При этом времени зря она не теряла: дважды съездила на вокзал и, проведя серию переговоров, расцвеченных цветастыми коробками конфет и блестящей фольгой фигурного шоколада, выяснила, что начальником вагона-ресторана московской бригады абаканского поезда был некий Струков Василий Степанович. И тогда в отделения связи при крупных вокзалах по пути следования поезда были разосланы телеграммы:
«ПОЕЗД АБАКАН МОСКВА ОТПРАВЛЕНИЯ МОСКВЫ ДВАДЦАТЬ ШЕСТОГО ДЕКАБРЯ ДИРЕКТОРУ ВАГОНА РЕСТОРАНА СТРУКОВУ ВАСИЛИЮ СТЕПАНОВИЧУ ТЧК ВЕРНИТЕ КОТА ВОЗНАГРАЖДЕНИЕ СКВ ВСТРЕЧУ ПРИБЫТИИ МОСКВУ»
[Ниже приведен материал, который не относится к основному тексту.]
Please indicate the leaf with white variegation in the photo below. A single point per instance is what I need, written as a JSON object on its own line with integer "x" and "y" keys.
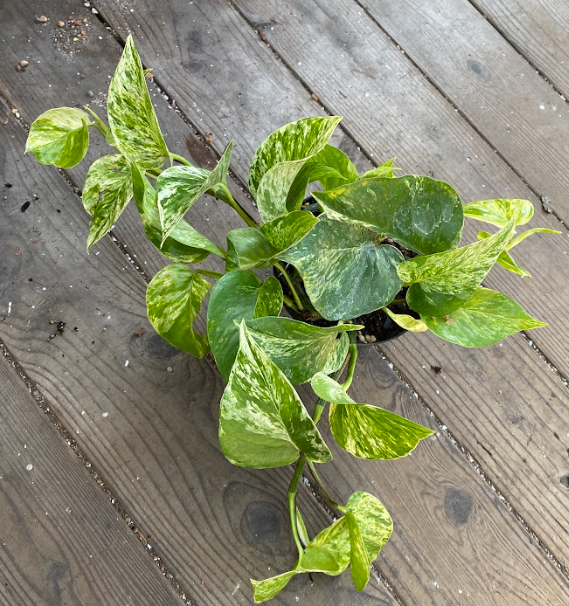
{"x": 301, "y": 350}
{"x": 173, "y": 300}
{"x": 236, "y": 296}
{"x": 366, "y": 431}
{"x": 262, "y": 421}
{"x": 106, "y": 193}
{"x": 500, "y": 212}
{"x": 346, "y": 271}
{"x": 422, "y": 214}
{"x": 184, "y": 244}
{"x": 180, "y": 186}
{"x": 338, "y": 546}
{"x": 488, "y": 317}
{"x": 131, "y": 114}
{"x": 444, "y": 282}
{"x": 279, "y": 159}
{"x": 60, "y": 137}
{"x": 255, "y": 248}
Без подписи. А зачем? И так все поймет…
Выяснив, наконец, имя своего врага и отправив свою первую отравленную стрелу, Надя несколько успокоилась — все-таки полдела сделано!
Она то и дело присматривалась, прислушивалась к себе, с гримаской скептического недоверия прощупывала свое душевное хозяйство: все ли в её механизме в порядке? Да, сейчас она хотела бы стать механизмом выверенным, отлаженным, не способным на сбой… Ведь текучесть внутренних состояний, переменчивость настроений теперь могли сыграть с ней плохую шутку. Да, теперь, когда земля поплыла под ногами, когда границы привычного дрогнули, сдвинулись и начали растекаться, она должна была стать стальным механизмом, чуждым эмоций и сожалений, — механизмом, способам в считанные секунды заделать брешь в корпусе корабля, не прислушиваясь к надсадным звукам гудка, с которыми её прежняя жизнь отдалялась в невозвратное прошлое.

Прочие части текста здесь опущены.